We expect strong productization skills — the ability to take ML and LLM solutions beyond prototypes and deliver production-ready systems with a focus on latency, reliability, observability, cost efficiency, and continuous operation in healthcare environments.

We prioritize Cloud-Native architecture on GCP, leveraging managed and scalable services such as Vertex AI, BigQuery, Cloud Composer, GKE, and Pub/Sub. We avoid fully serverless designs when they limit control, visibility, or performance tuning for ML/LLM workloads.

Experience with high-performance LLM inference engines such as vLLM (or similar)

Strong Python expertise is required for production-grade ML/NLP/LLM development, including pandas, asyncio-based services, FastAPI, and Pydantic.

A solid understanding of data architecture and database internals is important — schema design, DDL, partitioning, indexing, storage formats, and cost/performance optimization at scale.

We also require strong SQL skills for working with large BigQuery datasets, including clustering, partitioning, and query optimization.

Deep experience with modern ML and NLP is essential — PyTorch, Transformers, the Hugging Face ecosystem, multimodal models and retrieval-augmented methods.
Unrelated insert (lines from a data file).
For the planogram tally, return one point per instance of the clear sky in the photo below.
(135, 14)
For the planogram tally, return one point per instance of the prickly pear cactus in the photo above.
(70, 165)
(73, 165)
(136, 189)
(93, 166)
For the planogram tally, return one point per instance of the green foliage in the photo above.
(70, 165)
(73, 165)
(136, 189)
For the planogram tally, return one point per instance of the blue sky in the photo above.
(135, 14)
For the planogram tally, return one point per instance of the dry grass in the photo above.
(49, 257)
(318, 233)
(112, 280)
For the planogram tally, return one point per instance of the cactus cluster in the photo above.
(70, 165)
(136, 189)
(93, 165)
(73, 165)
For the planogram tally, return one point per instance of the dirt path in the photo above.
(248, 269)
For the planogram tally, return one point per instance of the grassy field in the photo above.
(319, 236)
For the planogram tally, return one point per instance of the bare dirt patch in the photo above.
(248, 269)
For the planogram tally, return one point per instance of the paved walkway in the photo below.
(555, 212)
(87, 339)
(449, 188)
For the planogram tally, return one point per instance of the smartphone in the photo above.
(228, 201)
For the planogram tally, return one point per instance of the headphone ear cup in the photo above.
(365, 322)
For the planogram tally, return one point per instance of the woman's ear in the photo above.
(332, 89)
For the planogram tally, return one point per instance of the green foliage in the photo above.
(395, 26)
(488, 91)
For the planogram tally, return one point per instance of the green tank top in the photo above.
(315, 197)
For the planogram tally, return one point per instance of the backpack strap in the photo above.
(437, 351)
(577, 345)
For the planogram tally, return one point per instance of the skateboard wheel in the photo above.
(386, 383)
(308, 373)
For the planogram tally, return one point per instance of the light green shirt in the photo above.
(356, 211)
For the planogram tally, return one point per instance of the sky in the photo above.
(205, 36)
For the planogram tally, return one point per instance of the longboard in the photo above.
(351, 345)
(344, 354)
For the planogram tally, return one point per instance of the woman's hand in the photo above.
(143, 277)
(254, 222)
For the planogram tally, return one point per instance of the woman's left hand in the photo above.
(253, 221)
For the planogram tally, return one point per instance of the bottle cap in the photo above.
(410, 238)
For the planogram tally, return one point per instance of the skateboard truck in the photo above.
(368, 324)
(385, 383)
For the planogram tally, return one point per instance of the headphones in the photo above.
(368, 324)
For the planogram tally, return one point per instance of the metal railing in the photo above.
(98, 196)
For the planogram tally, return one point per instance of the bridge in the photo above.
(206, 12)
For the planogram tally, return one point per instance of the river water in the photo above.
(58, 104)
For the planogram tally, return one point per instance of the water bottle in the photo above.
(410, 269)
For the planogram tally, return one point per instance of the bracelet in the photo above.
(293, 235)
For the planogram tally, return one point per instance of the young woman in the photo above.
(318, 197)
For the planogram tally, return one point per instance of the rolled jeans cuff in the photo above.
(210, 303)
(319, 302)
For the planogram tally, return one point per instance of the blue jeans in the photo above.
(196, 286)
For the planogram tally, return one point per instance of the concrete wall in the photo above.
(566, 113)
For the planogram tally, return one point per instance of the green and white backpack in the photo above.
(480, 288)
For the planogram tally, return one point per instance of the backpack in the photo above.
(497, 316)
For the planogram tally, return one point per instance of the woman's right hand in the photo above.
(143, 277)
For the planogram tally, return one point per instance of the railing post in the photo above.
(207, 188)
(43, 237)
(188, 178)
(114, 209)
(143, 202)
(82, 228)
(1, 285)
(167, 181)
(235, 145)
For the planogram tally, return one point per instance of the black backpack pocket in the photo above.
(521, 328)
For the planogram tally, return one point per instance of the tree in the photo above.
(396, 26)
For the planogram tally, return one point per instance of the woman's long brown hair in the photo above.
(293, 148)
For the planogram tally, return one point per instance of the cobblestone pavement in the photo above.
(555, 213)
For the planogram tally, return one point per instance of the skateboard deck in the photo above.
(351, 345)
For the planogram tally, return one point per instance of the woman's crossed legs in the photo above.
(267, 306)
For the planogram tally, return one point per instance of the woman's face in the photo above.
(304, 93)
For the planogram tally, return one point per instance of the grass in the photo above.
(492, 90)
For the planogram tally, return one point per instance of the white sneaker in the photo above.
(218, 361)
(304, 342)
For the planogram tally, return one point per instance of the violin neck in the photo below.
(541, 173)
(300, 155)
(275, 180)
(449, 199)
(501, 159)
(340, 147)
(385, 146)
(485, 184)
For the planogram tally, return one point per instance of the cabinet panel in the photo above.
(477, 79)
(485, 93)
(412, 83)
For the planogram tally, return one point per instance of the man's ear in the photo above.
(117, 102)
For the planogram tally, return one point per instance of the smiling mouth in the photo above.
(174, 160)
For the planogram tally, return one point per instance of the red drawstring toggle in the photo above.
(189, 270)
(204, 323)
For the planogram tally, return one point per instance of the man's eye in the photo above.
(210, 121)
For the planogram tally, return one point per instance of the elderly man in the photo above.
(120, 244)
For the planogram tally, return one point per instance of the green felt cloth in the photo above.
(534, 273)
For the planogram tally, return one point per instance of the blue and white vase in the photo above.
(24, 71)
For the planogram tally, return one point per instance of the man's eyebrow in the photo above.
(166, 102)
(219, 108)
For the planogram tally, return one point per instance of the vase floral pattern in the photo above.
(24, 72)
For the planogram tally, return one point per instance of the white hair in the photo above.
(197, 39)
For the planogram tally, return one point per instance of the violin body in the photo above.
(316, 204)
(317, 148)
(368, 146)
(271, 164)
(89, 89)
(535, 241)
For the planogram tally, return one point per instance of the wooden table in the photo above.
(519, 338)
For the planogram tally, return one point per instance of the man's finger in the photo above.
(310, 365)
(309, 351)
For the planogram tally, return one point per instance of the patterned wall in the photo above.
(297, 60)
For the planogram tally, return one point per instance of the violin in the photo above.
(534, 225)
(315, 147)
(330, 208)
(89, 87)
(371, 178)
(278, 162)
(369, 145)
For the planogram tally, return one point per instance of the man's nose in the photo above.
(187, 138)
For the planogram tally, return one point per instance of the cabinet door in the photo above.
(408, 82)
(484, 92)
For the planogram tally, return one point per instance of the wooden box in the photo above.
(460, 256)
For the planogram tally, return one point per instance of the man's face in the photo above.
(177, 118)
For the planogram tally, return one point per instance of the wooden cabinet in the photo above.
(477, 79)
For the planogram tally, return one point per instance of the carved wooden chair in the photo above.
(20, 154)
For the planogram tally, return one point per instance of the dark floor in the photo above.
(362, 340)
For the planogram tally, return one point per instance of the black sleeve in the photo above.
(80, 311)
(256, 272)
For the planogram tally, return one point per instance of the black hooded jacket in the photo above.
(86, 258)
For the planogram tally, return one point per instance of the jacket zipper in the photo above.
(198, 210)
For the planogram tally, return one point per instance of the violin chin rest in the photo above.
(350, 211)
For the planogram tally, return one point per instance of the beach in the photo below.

Компания, занимающаяся разработкой облачных технологий для здравоохранения на базе искусственного интеллекта, ищет талантливого Senior ML инженера для долгосрочного сотрудничества.
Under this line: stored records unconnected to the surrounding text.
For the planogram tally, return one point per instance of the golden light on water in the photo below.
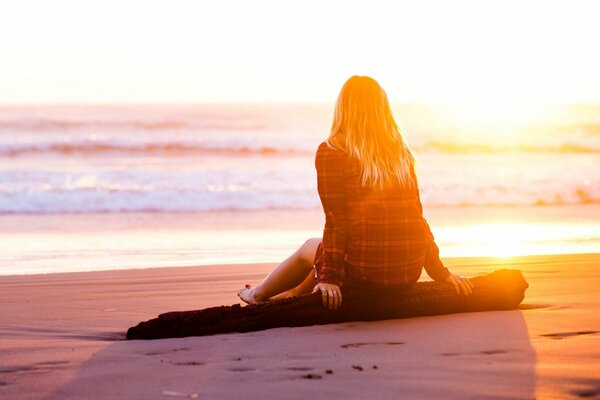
(514, 238)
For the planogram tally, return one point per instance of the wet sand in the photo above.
(61, 337)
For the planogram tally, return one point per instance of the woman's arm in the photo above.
(330, 165)
(433, 265)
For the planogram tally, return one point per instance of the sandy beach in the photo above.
(61, 337)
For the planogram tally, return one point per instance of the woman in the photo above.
(375, 234)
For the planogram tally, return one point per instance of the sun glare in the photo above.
(506, 115)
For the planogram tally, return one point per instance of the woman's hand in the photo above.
(460, 284)
(331, 295)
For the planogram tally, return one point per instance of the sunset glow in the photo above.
(471, 53)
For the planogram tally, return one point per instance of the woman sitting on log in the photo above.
(375, 234)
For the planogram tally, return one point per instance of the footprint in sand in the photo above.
(312, 376)
(241, 369)
(355, 345)
(562, 335)
(591, 391)
(485, 352)
(190, 363)
(160, 353)
(38, 366)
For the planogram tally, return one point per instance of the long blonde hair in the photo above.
(364, 127)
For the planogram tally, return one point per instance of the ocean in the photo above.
(66, 162)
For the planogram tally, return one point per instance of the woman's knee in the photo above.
(309, 249)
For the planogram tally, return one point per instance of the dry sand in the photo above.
(61, 338)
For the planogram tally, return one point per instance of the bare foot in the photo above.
(247, 295)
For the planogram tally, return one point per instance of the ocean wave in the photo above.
(90, 197)
(465, 148)
(91, 147)
(94, 147)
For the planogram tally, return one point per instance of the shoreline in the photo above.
(448, 261)
(61, 243)
(61, 338)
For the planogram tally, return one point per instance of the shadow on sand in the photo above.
(471, 355)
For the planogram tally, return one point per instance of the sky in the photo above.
(459, 52)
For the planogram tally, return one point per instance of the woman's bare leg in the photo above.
(289, 274)
(305, 287)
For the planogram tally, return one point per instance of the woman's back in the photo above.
(381, 232)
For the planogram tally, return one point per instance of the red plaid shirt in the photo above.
(380, 234)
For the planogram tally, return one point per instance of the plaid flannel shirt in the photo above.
(381, 234)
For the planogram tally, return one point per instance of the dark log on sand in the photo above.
(500, 290)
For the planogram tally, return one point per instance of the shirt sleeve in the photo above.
(330, 165)
(433, 265)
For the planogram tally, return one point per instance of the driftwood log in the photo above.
(500, 290)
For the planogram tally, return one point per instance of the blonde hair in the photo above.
(364, 127)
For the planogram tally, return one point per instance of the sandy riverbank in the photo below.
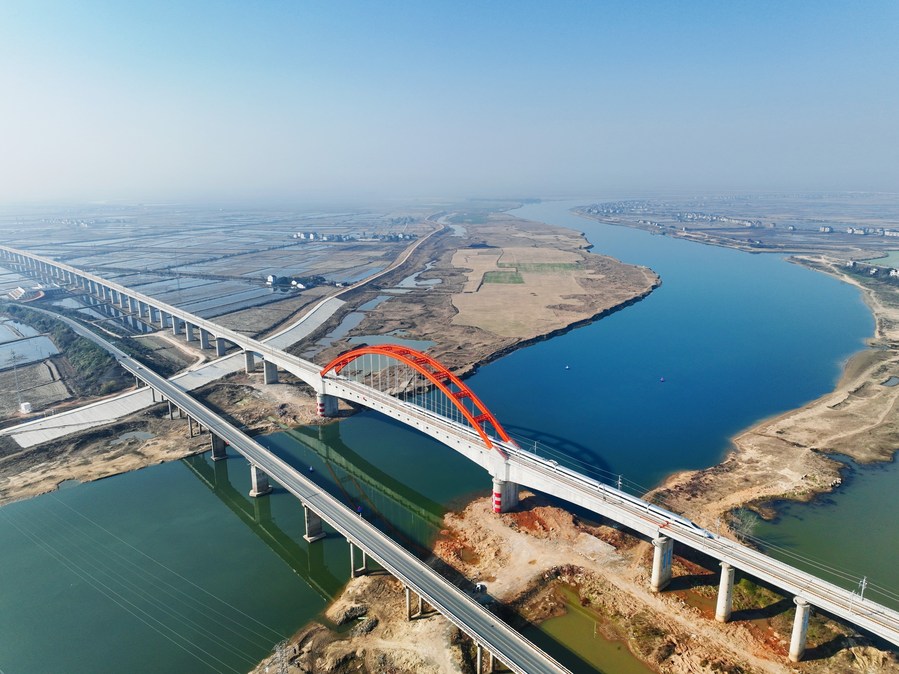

Вы присоединитесь к международной команде первоклассных профессионалов, которые с энтузиазмом создают продукты, улучшающие качество медицинских услуг.

Требуемый опыт:

Более 5 лет работы в качестве инженера по машинному обучению

Подтвержденный опыт внедрения решений машинного обучения с высокой нагрузкой
Подтвержденный опыт создания систем мониторинга для решений машинного обучения
Требуется опыт работы с Cloud-Native — 3+ лет. Предпочтительно с GCP. Кандидаты с высоким уровнем владения GCP всегда будут иметь приоритет перед Azure, AWS и другими облачными платформами

Мы не рассматриваем кандидатов, специализирующихся только на устаревших технологиях больших данных. То есть недостаточно знать устаревшие технологии, такие как Teradata, Hadoop, Spark over Hadoop и т. д.
Эта должность требует работы в Unix-подобной среде разработки (например, macOS, Linux)
Навык выводить решения ML и LLM за рамки прототипов и поставлять готовые к производству системы с акцентом на задержку, надежность, наблюдаемость, экономическую эффективность и непрерывную работу в среде здравоохранения
Мы отдаем приоритет облачной архитектуре на GCP, используя управляемые и масштабируемые сервисы, такие как Vertex AI, BigQuery, Cloud Composer, GKE и Pub/Sub.
Опыт работы с высокопроизводительными механизмами вывода LLM, такими как vLLM (или аналогичными).
Для разработки ML/NLP/LLM производственного уровня требуются глубокие знания Python, включая pandas, сервисы на основе asyncio, FastAPI и Pydantic.
Глубокое понимание архитектуры данных и внутреннего устройства баз данных — проектирование схем, DDL, разбиение на разделы, индексирование, форматы хранения и оптимизация затрат/производительности в масштабе.
Глубокие знания SQL для работы с большими наборами данных BigQuery, включая кластеризацию, разбиение на разделы и оптимизацию запросов.
Глубокий опыт работы с современными ML и NLP — PyTorch, Transformers, экосистема Hugging Face, мультимодальные модели и методы с расширенным поиском.